EU reaffirms support for ICC role in Dafur trials
BRUSSELS, Feb 21 (Reuters) – The European Union has reaffirmed its support for the new International Criminal Court to try war crime cases from Sudan’s Darfur region, a role the United States firmly rejects.
Inaugural ceremony of International Criminal Court in The Hague, March 11, 2003. (Reuters). |
The move came a day before EU leaders meet U.S. President George W. Bush, whose administration strongly opposes the new Hague-based International Criminal Court, set up to try individuals for genocide, war crimes and human-rights abuses.

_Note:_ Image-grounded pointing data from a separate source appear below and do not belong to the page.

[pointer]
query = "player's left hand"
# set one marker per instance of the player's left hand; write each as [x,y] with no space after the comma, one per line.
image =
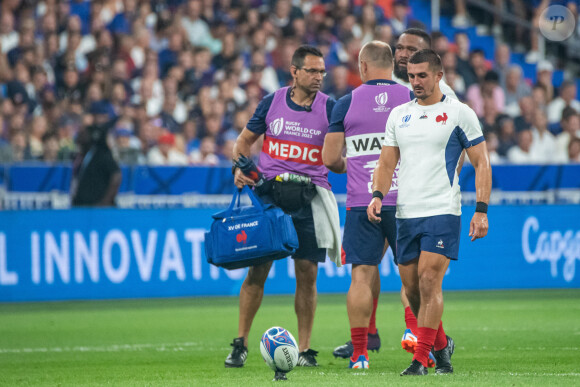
[374,210]
[478,226]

“The Commission of Inquiry recommends that those responsible (for war crimes in Sudan) should answer for their acts before the International Criminal Court,” EU foreign ministers said in a statement of the report by a U.N.-appointed Commission.
“In this context the Council (of ministers) reaffirms the EU’s constant support for the International Criminal Court.”
The Commission of Inquiry reported that the Sudan government and its militia allies committed serious crimes in Darfur.
The militia are blamed for killings, rape and pillaging in Darfur in which at least 70,000 people are estimated to have died and 1.8 million left homeless since fighting began in February 2003.
The ICC was established in The Hague last year.
Despite pictures and reports of displaced and brutalised villagers in Darfur that have prompted outrage around the world, the major powers on the U.N. Security Council differ over sanctions and how to prosecute those responsible for pillage, slaughter and rape in Sudan’s western Darfur region.
Many countries, including the 25 EU states, have said they want the ICC to cut its teeth by trying those accused of war crimes and crimes against humanity arising from Darfur.
The ICC is the world’s first permanent war crimes court, and is based in the same city as the ad hoc International Criminal Tribunal for the former Yugoslavia (ICTY), established by a U.N. Security Council resolution in 1993 and due to wind up in 2008.
The U.N. Security Council is split over whether ICC should try cases from Darfur, with Europe, China and the United States pushing different options and diplomats seeing no easy solution.
Twelve of the 15 Security Council members have said they favoured sending perpetrators of atrocities in Darfur to the ICC with China and Washington voicing opposition.